Женщина из Пятого округа - Дуглас Кеннеди 10 стр.


- Теперь они думают, что это самоубийство, - сказал он. - Так говорят все вокруг.

- Самоубийство? И как же он покончил с собой?

- Перерезал горло.

- Вы полагаете, что я должен в это поверить?

- Говорю то, что слышал.

- Значит, он шел себе по улице, вдруг перерезал себе горло, а потом зарылся на свалке?

- Я повторяю только то, что мне сказали.

- Кто сказал?

- Это не важно. - Бармен скрылся в служебной каморке.

Почему я сразу не ушел тогда? Почему не сделал полный разворот и не исчез? Я мог бы вернуться в свою chaambre, в считанные минуты собрать вещи и осесть в каком-нибудь другом квартале. Ведь в Париже было полно убогих лачуг в еще более убогих quartiers, где без труда можно найти прибежище и существовать, пока не кончатся деньги.

А что потом? Что?

Этот вопрос мучил меня, пока я сидел в маленьком баре на улице де Паради за кружкой pression, мечтая, чтобы барменша оказалась свободна. Внезапно я поймал себя на том, что изучаю изгиб ее бедер, ложбинку между грудями, просматривавшуюся в V-образном вырезе футболки… В тот вечер - впервые с тех пор, как Сьюзан вышвырнула меня, - я захотел секса. Не могу сказать, что все это время я не думал о сексе. Просто на меня так давила тяжесть сопряженных с ним несчастий, что сама мысль об интимной близости казалась путешествием в мир опасностей. Но либидо - особенно подогретое парой пива - брало свое. Пока я разглядывал барменшу, она поймала мой оценивающий взгляд и, улыбнувшись, еле заметно кивнула в сторону верзилы с татуировками (он стоял спиной к нам, вытаскивая из гриля croque monsieur). Ее жест красноречиво говорил: я занята. Но улыбка, казалось, намекала на то, что она бы добавила: к сожалению. По крайней мере, мне хотелось верить в это. Точно так же, как и в то, что Камаль "сам себя подставил", потому что задолжал кому-то денег, или сорвал сделку по наркотикам, или же поживился в кассе кафе, а может, просто не так посмотрел на какую-то женщину. Или…

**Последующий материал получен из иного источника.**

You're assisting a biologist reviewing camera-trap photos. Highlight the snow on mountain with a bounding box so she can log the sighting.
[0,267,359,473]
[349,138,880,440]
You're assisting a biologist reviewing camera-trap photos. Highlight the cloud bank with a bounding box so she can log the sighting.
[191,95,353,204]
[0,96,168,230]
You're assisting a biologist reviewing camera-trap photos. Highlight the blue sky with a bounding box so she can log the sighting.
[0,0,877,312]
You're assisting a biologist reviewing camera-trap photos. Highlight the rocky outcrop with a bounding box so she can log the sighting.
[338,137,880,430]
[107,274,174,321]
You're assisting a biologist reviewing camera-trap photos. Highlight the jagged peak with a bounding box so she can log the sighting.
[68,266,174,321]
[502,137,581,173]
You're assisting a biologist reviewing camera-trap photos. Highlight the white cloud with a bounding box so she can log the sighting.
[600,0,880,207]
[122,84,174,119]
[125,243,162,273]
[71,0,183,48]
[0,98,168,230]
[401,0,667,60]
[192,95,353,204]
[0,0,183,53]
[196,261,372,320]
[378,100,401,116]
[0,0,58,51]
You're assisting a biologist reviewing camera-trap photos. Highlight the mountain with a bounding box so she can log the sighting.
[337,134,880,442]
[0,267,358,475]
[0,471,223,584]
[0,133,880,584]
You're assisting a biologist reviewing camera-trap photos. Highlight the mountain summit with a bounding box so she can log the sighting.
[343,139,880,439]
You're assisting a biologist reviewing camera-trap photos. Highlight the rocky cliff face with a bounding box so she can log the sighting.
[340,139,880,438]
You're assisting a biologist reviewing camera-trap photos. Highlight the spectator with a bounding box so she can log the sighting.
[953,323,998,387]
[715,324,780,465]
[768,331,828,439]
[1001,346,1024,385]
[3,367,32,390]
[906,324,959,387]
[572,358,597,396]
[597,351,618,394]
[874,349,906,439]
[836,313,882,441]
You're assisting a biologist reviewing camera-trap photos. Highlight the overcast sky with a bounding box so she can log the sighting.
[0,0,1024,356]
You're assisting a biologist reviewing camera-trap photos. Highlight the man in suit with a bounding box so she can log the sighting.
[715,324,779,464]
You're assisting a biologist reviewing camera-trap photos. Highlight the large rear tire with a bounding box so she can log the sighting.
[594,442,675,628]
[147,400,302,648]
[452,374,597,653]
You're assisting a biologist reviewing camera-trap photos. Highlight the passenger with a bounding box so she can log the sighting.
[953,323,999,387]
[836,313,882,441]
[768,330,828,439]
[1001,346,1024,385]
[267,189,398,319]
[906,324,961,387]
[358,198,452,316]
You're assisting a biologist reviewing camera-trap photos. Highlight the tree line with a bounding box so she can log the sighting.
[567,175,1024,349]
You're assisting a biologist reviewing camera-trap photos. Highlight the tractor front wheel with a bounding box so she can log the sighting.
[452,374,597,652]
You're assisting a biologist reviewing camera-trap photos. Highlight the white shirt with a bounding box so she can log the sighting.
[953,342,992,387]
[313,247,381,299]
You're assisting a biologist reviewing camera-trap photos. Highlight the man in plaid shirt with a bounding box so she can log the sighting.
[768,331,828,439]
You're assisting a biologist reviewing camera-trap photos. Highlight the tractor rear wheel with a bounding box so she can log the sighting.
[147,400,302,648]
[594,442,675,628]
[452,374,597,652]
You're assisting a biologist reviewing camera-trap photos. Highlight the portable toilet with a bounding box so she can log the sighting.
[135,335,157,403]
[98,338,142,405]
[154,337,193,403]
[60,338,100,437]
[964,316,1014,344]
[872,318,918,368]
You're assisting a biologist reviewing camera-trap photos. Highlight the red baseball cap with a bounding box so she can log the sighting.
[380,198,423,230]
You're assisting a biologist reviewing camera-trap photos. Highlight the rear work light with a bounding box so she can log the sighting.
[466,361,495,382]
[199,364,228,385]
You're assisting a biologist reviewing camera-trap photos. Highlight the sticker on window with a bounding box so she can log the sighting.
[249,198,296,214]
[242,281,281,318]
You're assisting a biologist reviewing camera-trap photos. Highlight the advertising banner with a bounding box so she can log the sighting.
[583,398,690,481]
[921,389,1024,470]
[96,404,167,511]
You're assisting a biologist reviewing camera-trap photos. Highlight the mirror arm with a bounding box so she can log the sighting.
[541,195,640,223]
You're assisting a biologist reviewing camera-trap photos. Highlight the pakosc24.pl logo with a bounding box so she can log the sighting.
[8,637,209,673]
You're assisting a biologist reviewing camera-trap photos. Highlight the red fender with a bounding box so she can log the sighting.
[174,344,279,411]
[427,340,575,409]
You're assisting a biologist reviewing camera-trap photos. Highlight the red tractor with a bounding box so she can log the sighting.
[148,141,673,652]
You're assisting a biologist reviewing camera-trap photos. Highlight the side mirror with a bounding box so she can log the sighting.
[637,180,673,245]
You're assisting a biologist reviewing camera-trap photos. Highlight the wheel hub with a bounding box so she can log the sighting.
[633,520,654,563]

В голове у меня пронеслись с полдюжины других "или"… вместе с настойчивой мыслью: вспомни, что говорил Камаль, когда предложил тебе работу. "Это вас не касается". Хороший совет. Так что допивай свое пиво и проваливай. Скоро полночь. Пора на дежурство.

В ту ночь я раскрыл свой блокнот, и оттуда вывалился листок бумаги. Это был клочок с телефоном Лоррен Л’Эрбер. Я уставился на него и подумал: а что я теряю. В конце концов, это всего лишь вечеринка.

- Это не вечеринка, - произнес высокомерный мужской голос, ответивший по телефону; говорил американец со слегка жеманными интонациями и явно заносчивыми манерами.

- Это салон.

Спасибо за семантические тонкости, приятель.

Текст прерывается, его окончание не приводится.